Il Bar Pedro registrava tutto questo, ma in chiave economica. Tragici furono la fine degli anni ’80 con l’inizio degli anni ’90. Allora nel tarantino si accese lo scontro tra la ‘ndragheta calabrese, che vedeva come referente Antonio Modeo (detto il messicano) e la Sacra Corona Unita del mesagnese  Giuseppe Rogoli, questa ultima organizzazione criminale nata proprio per contrastare i primi tentativi di insediamento ‘ndranghetista nella Puglia. La nostra regione, o meglio il nostro Salento, veniva visto come terra di conquista da parte delle organizzazioni criminali. E da qui lo scontro portò decine di morti sul selciato e Sava, allora, dalla stampa locale veniva nominata “città di frontiera”. Spaccio di droga, contrabbando, estorsioni erano i temi che i criminali cominciavano a piantare nel nostro paese ma anche nei paesi limitrofi.

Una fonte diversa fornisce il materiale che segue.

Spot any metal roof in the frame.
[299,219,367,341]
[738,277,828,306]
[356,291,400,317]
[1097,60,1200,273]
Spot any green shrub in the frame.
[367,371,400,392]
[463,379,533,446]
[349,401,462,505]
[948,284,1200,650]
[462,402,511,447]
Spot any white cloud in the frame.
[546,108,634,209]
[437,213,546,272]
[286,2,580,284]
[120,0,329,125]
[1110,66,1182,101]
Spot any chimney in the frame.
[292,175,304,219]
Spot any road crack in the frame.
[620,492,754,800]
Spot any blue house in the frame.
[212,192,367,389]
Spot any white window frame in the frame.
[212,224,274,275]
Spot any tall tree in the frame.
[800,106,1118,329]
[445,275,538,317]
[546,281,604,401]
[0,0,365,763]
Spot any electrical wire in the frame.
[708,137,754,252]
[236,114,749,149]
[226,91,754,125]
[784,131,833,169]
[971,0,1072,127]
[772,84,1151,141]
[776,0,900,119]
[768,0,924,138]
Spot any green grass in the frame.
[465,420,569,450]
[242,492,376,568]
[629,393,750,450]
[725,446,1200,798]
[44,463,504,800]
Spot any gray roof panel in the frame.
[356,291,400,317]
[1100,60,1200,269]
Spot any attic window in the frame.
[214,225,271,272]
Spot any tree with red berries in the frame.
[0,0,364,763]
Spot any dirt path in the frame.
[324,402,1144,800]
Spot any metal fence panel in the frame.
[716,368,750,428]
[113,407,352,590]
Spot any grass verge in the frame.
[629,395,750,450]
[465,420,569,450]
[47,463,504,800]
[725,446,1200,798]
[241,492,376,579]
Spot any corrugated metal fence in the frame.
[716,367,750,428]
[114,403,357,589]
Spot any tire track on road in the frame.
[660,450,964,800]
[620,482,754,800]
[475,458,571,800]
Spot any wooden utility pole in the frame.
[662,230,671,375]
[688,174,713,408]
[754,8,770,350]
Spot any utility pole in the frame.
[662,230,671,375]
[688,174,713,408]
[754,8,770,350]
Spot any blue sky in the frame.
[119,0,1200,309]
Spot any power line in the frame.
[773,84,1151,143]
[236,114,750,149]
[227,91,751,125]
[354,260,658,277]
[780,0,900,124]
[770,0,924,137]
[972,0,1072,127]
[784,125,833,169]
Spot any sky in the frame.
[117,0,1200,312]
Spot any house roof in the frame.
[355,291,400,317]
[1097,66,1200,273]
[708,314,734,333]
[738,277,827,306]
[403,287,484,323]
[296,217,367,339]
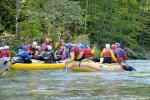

Anche Sava registrò allora i morti per regolamento di conti di stampo camorristico. Fu il 33enne Paolo Cantarone, sorvegliato speciale di polizia, il primo a cadere sotto i pallettoni di un fucile a canne mozze nel Bar Pedro. Seguirono, in altri luoghi del paese, le morti dei savesi Angelo De paolis,  Raffaele Malandrino, Fernando De muro anche loro colpiti dal fucile a canne mozze. Erano anni brutti, per davvero. Troppa paura in giro per il paese, specie nel primo pomeriggio quando calavano facce nuove e per nulla rassicuranti. E in quelle ore il paese sembrava assente.

E il Bar Pedro era sempre lì. Con le sue pucce e le sue prelibatezze quasi a voler dire che la vita va avanti lo stesso. Sul suo marciapiede c’erano i soggetti che hanno fatto parte della storia del nostro paese: braccianti, muratori, sottoproletari urbani e suburbani e anche facce simpatiche che, a volte, li invidiavamo per quella loro calma nel vederli stare lì fermi e immobili. Andando ai giorni nostri, ma per l’esattezza da qualche mese a questa parte, circolava la voce che era in vendita il Bar Pedro.

Voce questa che prendeva consistenza. Il buon Tonino senz’altro si sarà stancato, comprensibilissimo questo, e dopo aver dato 50 anni della sua vita a questa attività commerciale ha pensato bene che era ora di dedicarsi alla sua salute. Giustissimo questo. Smontate le insegne, smantellato l’arredo intero e questo ci fa capire che il Bar Pedro è nato ed è morto, commercialmente parlando, con Antonio Lomartire.

Ciao Tonino, buon tutto. Ma buone le tue straordinarie pucce e, su tutto, quelle meravigliose polpette saporitissime di carne di cavallo con gli aromi marcati di prezzemolo e aglio non le scorderemo mai.